As already mentioned, the ARCHER2 User and Best Practice Guide provides a lot of useful information on managing and transferring your data. See:
Your data is your responsibility
Make sure you understand what the backup policy is on ARCHER2 and what implications this has for your work if you lose your data on the system. Plan your backups of critical data and how you will transfer data off the system throughout the project.
Transferring data
As mentioned above, many users run into the challenge of transferring large amounts of data off HPC systems at some point (this is more often in transferring data off-of than on-to systems, but the advice below applies in either case). Data transfer speed may be limited by many different factors so the best data transfer mechanism to use depends on the type of data being transferred and where the data is going. Some of the key issues to be aware of are:
- Disk speed - The ARCHER2 /work file systems are highly parallel, consisting of a very large number of high performance disk drives. This allows them to support a very high data bandwidth. Unless the remote system has a similar parallel file system you may find your transfer speed limited by disk performance at that end.
- Meta-data performance - Meta-data operations such as opening and closing files or listing the owner or size of a file are much less parallel than read/write operations. If your data consists of a very large number of small files you may find your transfer speed is limited by meta-data operations. Meta-data operations performed by other users on ARCHER2 can also interact strongly with your work so reducing the number of such operations you use (by combining multiple files into a single file) may reduce variability in your transfer rates and increase transfer speeds.

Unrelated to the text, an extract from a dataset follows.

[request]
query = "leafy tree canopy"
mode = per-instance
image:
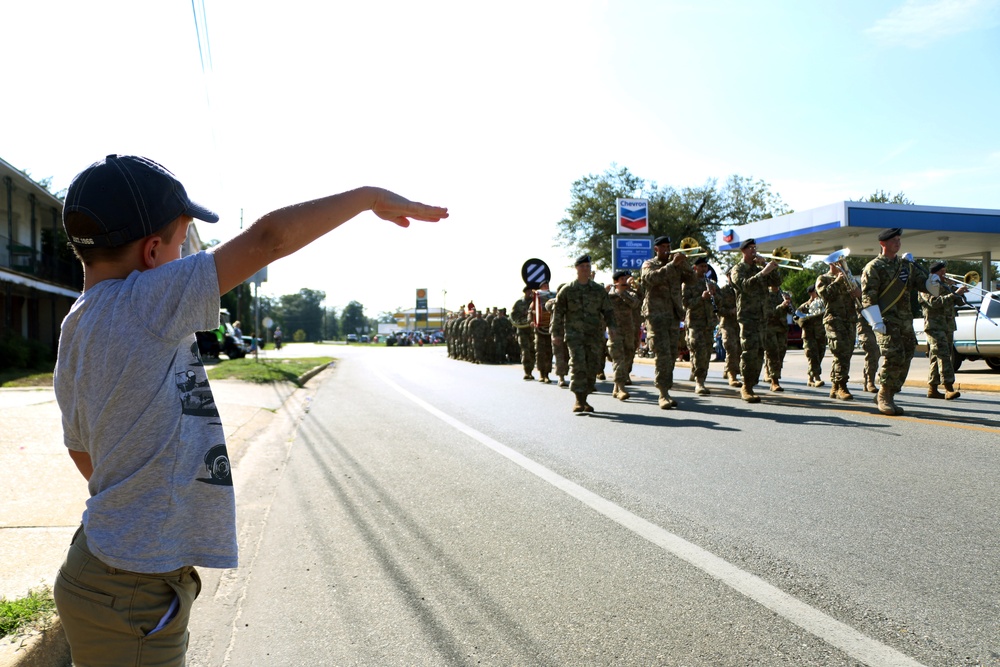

- Network speed - Data transfer performance can be limited by network speed. More importantly, it is limited by the slowest section of the network between source and destination. If you are transferring to your laptop/workstation, this is likely to be its connection (either via LAN or wifi).
- Firewall speed - Most modern networks are protected by some form of firewall that filters out malicious traffic. This filtering has some overhead and can result in a reduction in data transfer performance. The needs of a general purpose network that hosts email/web-servers and desktop machines are quite different from a research network that needs to support high volume data transfers. If you are trying to transfer data to or from a host on a general purpose network you may find the firewall for that network will limit the transfer rate you can achieve.
As mentioned above and earlier in this lesson, if you have related data that consists of a large number of small files it
is strongly recommended to pack the files into a larger archive file for long term storage and
transfer. A single large file makes more efficient use of the file system and is easier to move,
copy and transfer because significantly fewer meta-data operations are required. Archive files can
be created using tools like tar
and zip
.
Consider the best way to transfer data
If you are transferring large amounts of data you will need to think about what may affect your transfer performance. It is always useful to run some tests that you can use to extrapolate how long it will take to transfer your data.
If you have many files, it is best to combine them into an archive file before you transfer them using a tool such as
tar
.
Key Points
Be careful how you use the login node.
Your data on the system is your responsibility.
Again, don’t run stuff on the login node.
Don’t be a bad person and run stuff on the login node.